Load the structure-organism pair tables (3D and 2D TSV/CSV files) into R or Python. Group by structure identifier and organism identifier columns to enumerate unique referenced (raw) structure-organism pairs separately for 3D and 2D subsets. Deduplicate the structure ID field across all records to count unique curated structures per dimension. Count unique organism identifiers across all structure-organism records regardless of dimension. Enumerate source database identifiers in the metadata or source attribution columns to verify the documented database count. Compile all counts into a verification table with columns for observed value, reported value, absolute difference, and relative difference (%).

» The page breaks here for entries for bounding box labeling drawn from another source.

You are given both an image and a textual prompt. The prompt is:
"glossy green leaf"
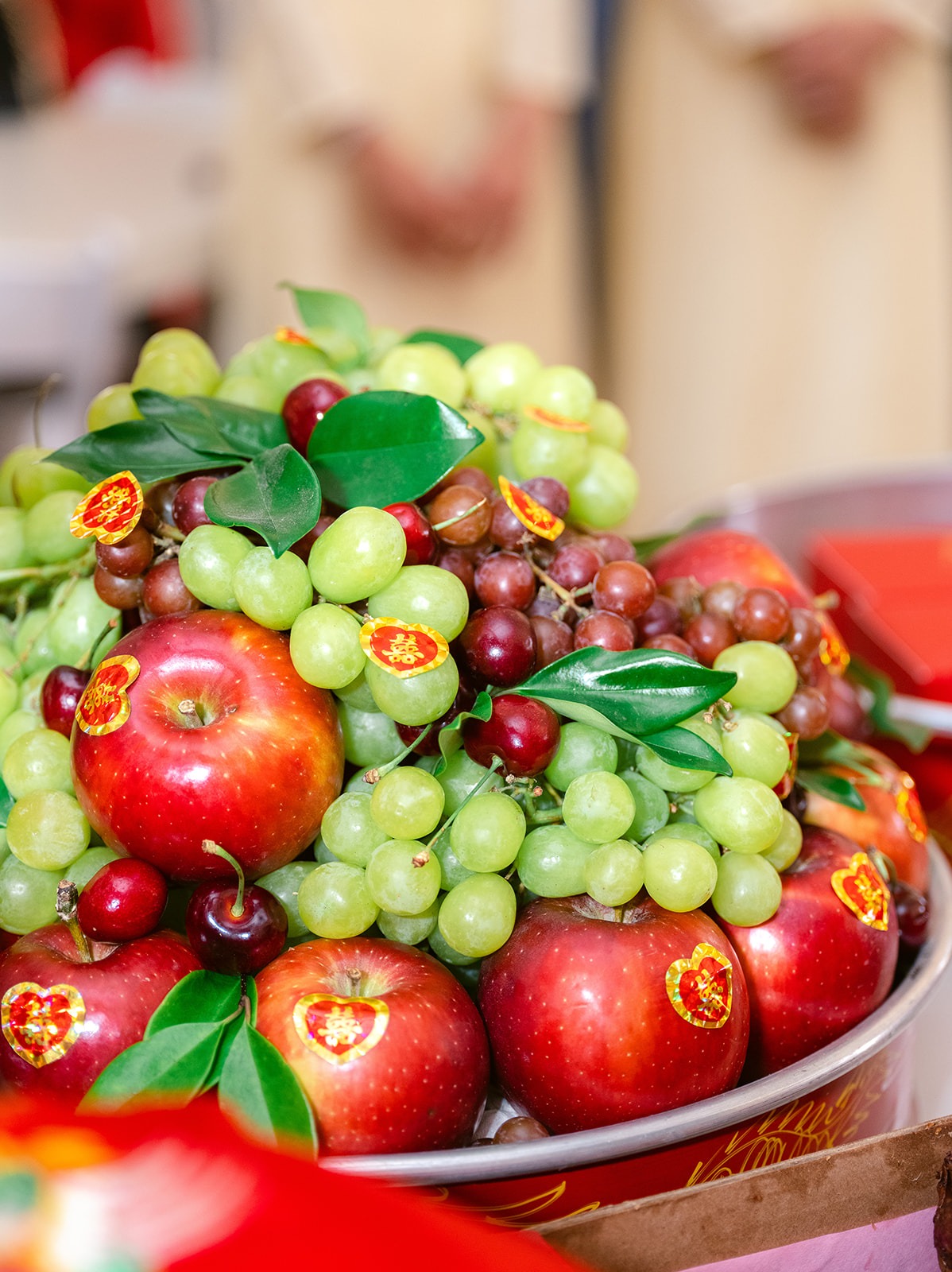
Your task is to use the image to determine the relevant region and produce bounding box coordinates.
[48,420,235,482]
[80,1022,227,1109]
[205,443,320,556]
[638,727,733,778]
[403,327,483,364]
[433,692,492,778]
[219,1022,318,1154]
[797,768,865,812]
[132,390,287,463]
[308,390,483,507]
[291,286,370,352]
[513,645,736,743]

Documented targets for LOTUS are: 588,694 (3D) and 484,174 (2D) unique referenced structure-organism pairs; 231,330 (3D) and 153,956 (2D) unique curated structures; 42,166 unique organisms; and 31 initial source databases.

## Related tools

- **R** (Counting and deduplication of structure, organism, and source identifiers; verification table generation) — https://github.com/lotusnprod/lotus-processor
- **Python 3** (Data loading, grouping, and statistical comparison of observed versus reported counts) — https://github.com/lotusnprod/lotus-processor

## Examples

```
# R example: Count unique pairs in 3D structure-organism file
lotus_3d <- read.csv('lotus_3d_pairs.tsv', sep='\t')
unique_pairs_3d <- nrow(unique(lotus_3d[, c('structure_id', 'organism_id')]))
unique_structures_3d <- length(unique(lotus_3d$structure_id))
cat('3D pairs:', unique_pairs_3d, '| Expected: 588694 | Diff:', 588694 - unique_pairs_3d)
```

## Evaluation signals

- Observed count of 3D unique referenced structure-organism pairs matches or is within <1% relative difference of 588,694.
- Observed count of 2D unique referenced structure-organism pairs matches or is within <1% relative difference of 484,174.
- Observed unique curated structures (3D and 2D combined or separately) align with reported counts (231,330 for 3D, 153,956 for 2D) within <1% relative difference.
- Observed unique organism count matches or is within <1% relative difference of 42,166.
- Enumerated source database identifiers total 31 or document any discrepancy with explanation (e.g., database mergers, removals).

## Limitations

- This skill reproduces published aggregate statistics only; it does not validate the semantic correctness or taxonomic accuracy of individual organism assignments or structure records.
- Relative difference tolerance thresholds (e.g., <1%) are not explicitly stated in the source material and should be set according to the dataset's version and release notes.
- Source database count verification depends on the presence and format of provenance metadata in the dataset; missing or inconsistently annotated source fields will prevent accurate enumeration.
- The skill assumes TSV/CSV input format; other serializations (JSON, RDF, SQL dumps) require prior format conversion.

## Evidence

- [other] 588,694 (3D) and 484,174 (2D) unique referenced structure-organism pairs, 231,330 (3D) and 153,956 (2D) unique curated structures, 42,166 unique organisms, and 31 source databases: "The EnrichedIndex reports LOTUS contains 588,694 (3D) and 484,174 (2D) unique referenced structure-organism pairs, 231,330 (3D) and 153,956 (2D) unique curated structures, 42,166 unique organisms,"
- [other] Count unique referenced (raw) structure-organism pairs by grouping on structure identifier and organism identifier columns: "Load the 3D and 2D structure-organism pair files using R or Python and count unique referenced (raw) structure-organism pairs by grouping on structure identifier and organism identifier columns."
- [other] Count unique curated structure identifiers and enumerate source database identifiers: "Count unique curated structure identifiers across the 3D and 2D datasets separately by deduplicating the structure ID field. Count unique organism identifiers across all structure-organism records to"
- [other] Compile counts into verification table with absolute and relative difference columns: "Compile all counts into a verification table and compare against the reported values with absolute and relative difference columns."
- [readme] Download the LOTUS dataset deposit from Zenodo: "The data used to support the findings of this study have been deposited on Zenodo. A snapshot of the repository at the time of publication is also available under the same link."